Bisnis.com, JAKARTA – Indonesia dan Malaysia pada pekan lalu atau akhir Mei 2023 telah melakukan lawatan ke Brussels, Belgia, untuk menyampaikan penolakan terhadap European Union Deforestation-Free Product Regulation (EUDR).
Undang-undang tersebut mengatur perdagangan komoditas bebas deforestasi yang diumumkan Uni Eropa dan mulai diterapkan pada Juni 2023 dan secara paten berlaku pada Desember 2024.
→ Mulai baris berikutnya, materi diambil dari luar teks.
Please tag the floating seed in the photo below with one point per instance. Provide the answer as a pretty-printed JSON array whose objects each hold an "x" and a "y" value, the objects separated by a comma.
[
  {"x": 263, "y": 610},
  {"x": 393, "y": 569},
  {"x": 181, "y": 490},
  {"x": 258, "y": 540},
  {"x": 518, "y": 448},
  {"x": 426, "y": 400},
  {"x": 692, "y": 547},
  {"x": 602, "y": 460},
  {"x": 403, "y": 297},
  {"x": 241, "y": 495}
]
“Kami menyampaikan ketidaksetujuan terhadap EUDR secara bersama karena kami melihat mereka harus memiliki regulasi yang transparan dan jelas, dan standar yang berlaku secara internasional,” ungkap Menko Perekonomian Airlangga Hartanto dalam Bisnis Indonesia – Green Economy Forum 2023, Rabu (7/6/2023).
Misi ke Uni Eropa tersebut merupakan misi bersama antara pemerintah Malaysia dan Indonesia di bawah Council of Palm Producing Countries (CPOPC).
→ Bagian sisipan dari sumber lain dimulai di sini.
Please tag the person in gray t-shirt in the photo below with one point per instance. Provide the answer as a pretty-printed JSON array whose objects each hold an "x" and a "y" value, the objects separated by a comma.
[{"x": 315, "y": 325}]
UU Deforestasi mewajibkan perusahaan atau importir yang menjual minyak sawit, daging sapi, kayu, kopi, coklat, karet dan kedelai untuk memastikan bahwa produk mereka tidak berasal dari lahan hasil deforestasi atau tidak merusak lingkungan maupun hutan.
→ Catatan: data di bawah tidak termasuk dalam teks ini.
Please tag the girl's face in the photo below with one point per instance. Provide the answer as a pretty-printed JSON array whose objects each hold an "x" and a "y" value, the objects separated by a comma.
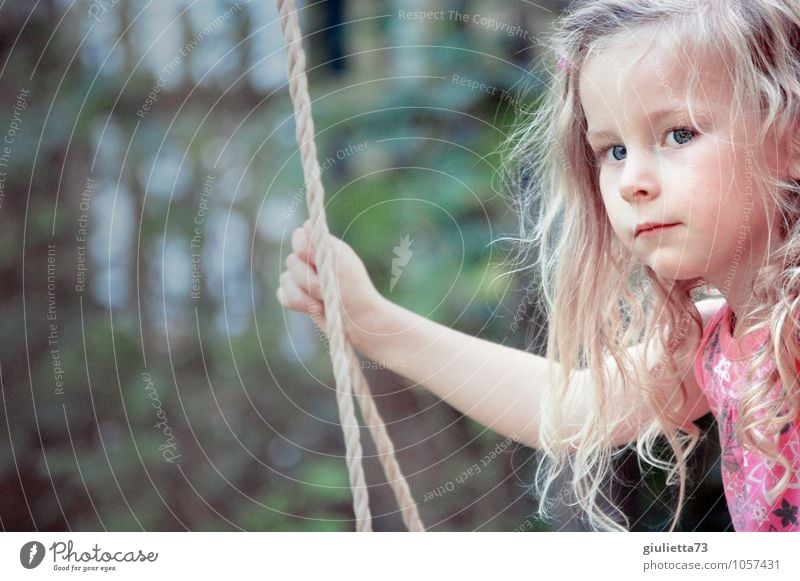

Airlangga melihat adanya aturan ini menjadi tantangan jangka pendek bagi kedua negara selaku produsen dari minyak kelapa sawit mentah atau crude palm oil (CPO).
Baca Juga
Untuk itu, Airlangga meminta kepada pihak Uni Eropa ketika di Belgia, untuk menerapkan peraturan yang tidak unilaterally atau sepihak dan tidak diskriminatif.
Menko Airlangga mengusulkan untuk Eropa mengadopsi standar-standar terkait perkebunan yang sudah ada, bukan membuat standar baru.
“Kami harap Eropa bisa mengambil hal standar yang sudah ada kemudian diadopsi, bukan membuat standar baru yang tidak sempat diadopsi, tidak juga berdasarkan best practice dan diberlakukan tanpa sosialisasi yang cukup,” usulnya.
Dalam hal sawit dan perkebunan lainnya, Ketua Umum Partai Golkar meminta Eropa untuk mengakui standar Indonesia Sustanability Palm Oil (ISPO) dan Malaysian Sustainability Palm Oil (MSPO).
“Masalah asal usul hutan yang dipakai berproduksi ini sudah merupakan bukan wilayah yang dideforestasikan,” tambahnya.
Pada kesempatan yang sama, Direktur Center of Economic and Law Studies (Celios) Bhima Yudhistira melihat aturan milik Eropa tersebut menunjukkan bahwa standar lingkugan semakin ketat.
Dirinya memberikan contoh, apabila industri otomotif seperti mobil memiliki ban yang berasal dari alam yang berasal dari Indonesia ternyata merupakan hasil deforestasi, bisa jadi satu negara kena sanksi atau perangkat komponen lainnya dikenakan pajak bea masuk.
“Untuk mempertahankan pasar ekspor kita [Indonesia], mau tak mau kita harus mempersiapkan standarisasi itu,” katanya.